Thirdly, add these to absences due to public holidays.
In the example below, Marry plans 5 days holiday in sprints 35 and 36, Miles plans 1 day holiday in sprint 37 and Bill plans 5 days holiday in sprints 39 and 40:
The quotient of the sum of all developers’ absences in a given sprint to the sum of all possible working days is the percentage Weakening for that sprint.
For example, in sprint 35 you have 9/40=0.23
Velocity after weakening
I now reduce the average team velocity of the previous sprints by the weakening factor and I get the value of teams velocity after weakening, i.e. in the 35th sprint 51.5-(51.5*0.23)=39.9
This is a value that further reduces the speed to obtain the final capacity.
The Safety Buffer is discretionary and depends on team experience, planned dependencies, substitutability of competencies in the team. In this example I assume a value of 10%, this value may vary between sprints.
For a team experienced in estimation, with a stable list of persons, I would suggest giving a smaller buffer.
The more dependencies the larger the buffer should be.
If the team has no influence on the creation of the necessary elements e.g. produced by the system teams then the less they can commit to delivering the functionality.
One could ask: “At that time other work can be done so capacity is not affected?” Yes, it is affected, for example, the need to switch between threads stretches the time to deliver.
If you have a lack of substitutability in the team then the buffer must be larger.
In a cross-functional team, if the developer of a particular layer (e.g. front end) is absent, then often tasks cannot be finished.
If something is not finished then it is not finished.
I now additionally reduce the velocity after the weakening by the Safety Buffer.
In sprint no. 35 the capacity is 39.9-(39.9*10%)=35.9
To get the final capacity result just round up the values, in this case, I would take 36 Story Points for 35 Sprint.
Adjusting on how to calculate the capacity
“Ok Michael, a nice way to calculate capacity but after all in a two-week sprint of 10 working days one whole day goes to ceremonies besides that we have refinement and some other meetings…”
No problem, luckily we have a spreadsheet with formulas so reduce the number of days in a sprint accordingly.
Note: the number of days in a sprint applies to all iterations covered by this table.

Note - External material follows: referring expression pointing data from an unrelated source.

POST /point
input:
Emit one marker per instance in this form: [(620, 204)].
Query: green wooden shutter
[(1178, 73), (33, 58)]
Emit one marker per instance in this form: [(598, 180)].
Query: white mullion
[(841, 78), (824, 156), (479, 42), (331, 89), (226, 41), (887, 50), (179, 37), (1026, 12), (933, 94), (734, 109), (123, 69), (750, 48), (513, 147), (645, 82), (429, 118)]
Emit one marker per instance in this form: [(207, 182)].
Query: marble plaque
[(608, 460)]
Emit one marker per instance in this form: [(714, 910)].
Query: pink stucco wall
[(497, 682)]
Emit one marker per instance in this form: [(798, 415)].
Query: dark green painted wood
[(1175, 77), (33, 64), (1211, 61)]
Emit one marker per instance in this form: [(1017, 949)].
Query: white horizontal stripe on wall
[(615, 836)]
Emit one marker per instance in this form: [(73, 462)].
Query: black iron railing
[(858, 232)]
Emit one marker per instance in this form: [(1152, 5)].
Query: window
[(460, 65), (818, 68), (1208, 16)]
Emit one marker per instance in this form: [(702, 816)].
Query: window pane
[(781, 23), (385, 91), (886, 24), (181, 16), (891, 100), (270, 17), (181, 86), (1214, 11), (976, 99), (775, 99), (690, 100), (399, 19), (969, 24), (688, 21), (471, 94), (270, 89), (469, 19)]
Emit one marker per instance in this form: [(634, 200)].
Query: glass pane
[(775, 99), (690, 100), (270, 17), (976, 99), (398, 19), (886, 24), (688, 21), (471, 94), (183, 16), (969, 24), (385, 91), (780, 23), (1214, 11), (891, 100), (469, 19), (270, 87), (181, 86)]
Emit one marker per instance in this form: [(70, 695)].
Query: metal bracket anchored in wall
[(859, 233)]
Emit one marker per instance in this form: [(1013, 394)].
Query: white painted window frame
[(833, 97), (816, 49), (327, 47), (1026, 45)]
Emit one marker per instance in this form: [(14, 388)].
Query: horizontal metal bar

Therefore, reduce accordingly taking into account only the
cyclic meetings like refinement, COP (communities of practice), etc., which happen every sprint.
When you have planned long meetings during the particular iteration, I suggest adjusting the buffer that applies to a single sprint.
“Okay Michael, but tell me how to do it if the team is separated from a larger one or a new person has joined – the composition is not the same as in previous sprints.”
Well, here we have a problem because there are unknowns of input data in the form of average speed from previous iterations and familiarity within team members.
In this case, for example, if a new member joins the team, you have to rely on their estimation. Before planning, you have to find a common denominator in understanding Story Points.
If there is no time for a workshop on task estimation then it could be based on a model, typical task, e.g. 3 SP.
A new person seeing the complexity of the task and its estimation will use it to estimate bigger and smaller tasks relatively.
It is important to analyze whether the new person will improve the workflow or cause a bottleneck.
In the second case, the speed may not increase much. For example, we add a back-end developer without adding anyone at the front-end and for testing.
Most probably the team will not be able to keep up with building the front-end. The only exception could be a junior developer of a given
layer, who needs attention or a person who will cross-functionally enrich the team
It is always worth reminding yourself before making a change that all the improvements you make except for bottlenecks – are illusory.
How to calculate capacity in a spreadsheet to download
The team expects a Scrum Master to help with making the right decision, and in cases such as capacity and velocity, it just calls for approaching the topic in an engineering way.
Based on the data that our beloved ticket control systems like JIRA can so beautifully serve us is a solid way to calculate capacity.